Jésus aurait pu naître dans le campement des « indignés » londoniens

Le Chanoine Chancelier de la Cathédrale Saint Paul à Londres, Giles Fraser, vient de démissionner de ses fonctions alors que les autorités ecclésiastiques songent de plus en plus à faire décamper par la force les protestataires du parvis où ils ont installé leurs tentes il y a deux semaines.

 Giles Fraser a accordé une interview au journaliste du Guardian Alan Rusbridger. Il oppose la Cathédrale Saint Paul au personnage de Saint Paul. « La cathédrale Saint Paul est excellente pour magnifier la grandeur et l’altérité de Dieu. Vous pouvez y faire des sermons fantastiques sur la création, le mystère, l’altérité, la grandeur.
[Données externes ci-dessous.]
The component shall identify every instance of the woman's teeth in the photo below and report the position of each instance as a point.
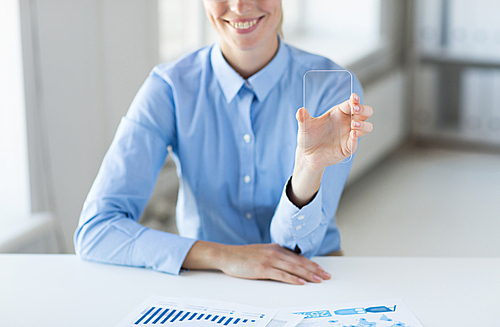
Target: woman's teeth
(243, 26)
Mais le point fort de Christopher Wren (l’architecte de la cathédrale, seconde moitié du dix-septième siècle) n’était pas Jésus né dans une étable, cette sorte d’église qui existe pour les pauvres et les marginalisés.

 (…) Dans un sens, le campement (des indignés) met en question l’église sur le problème de l’Incarnation : Dieu, qui est grand et tout puissant, nait dans une étable, sous une tente. Vous savez, Saint Paul était un faiseur de tentes. Si vous regardez autour de vous et vous essayez de recréer où Jésus serait né, moi je peux m’imaginer Jésus né dans le campement. »

 (…) « L’argent, c’est le problème moral numéro un de la Bible, et telle que va l’église d’Angleterre, on pourrait croire que c’est le sexe. Combien de sermons entend-on au sujet de l’argent ? Très peu. »

 Autrefois socialiste, Fraser ne croit plus que le capitalisme soit intrinsèquement immoral. Mais il croit que « Jésus est très clair sur le fait que l’amour de l’argent est la source de tout mal… Jésus veut élargir notre vision du monde au-delà du simple shopping. »

 Les derniers jours ont été éprouvants pour Giles Fraser. « C’est dans ces périodes de stress que vous ne lisez pas la Bible, c’est la Bible qui vous lit ; et quelque fois elle n’a pas besoin de trop de sauce interprétative ».

 Photo The Guardian : Giles Fraser sur le parvis de Saint Paul.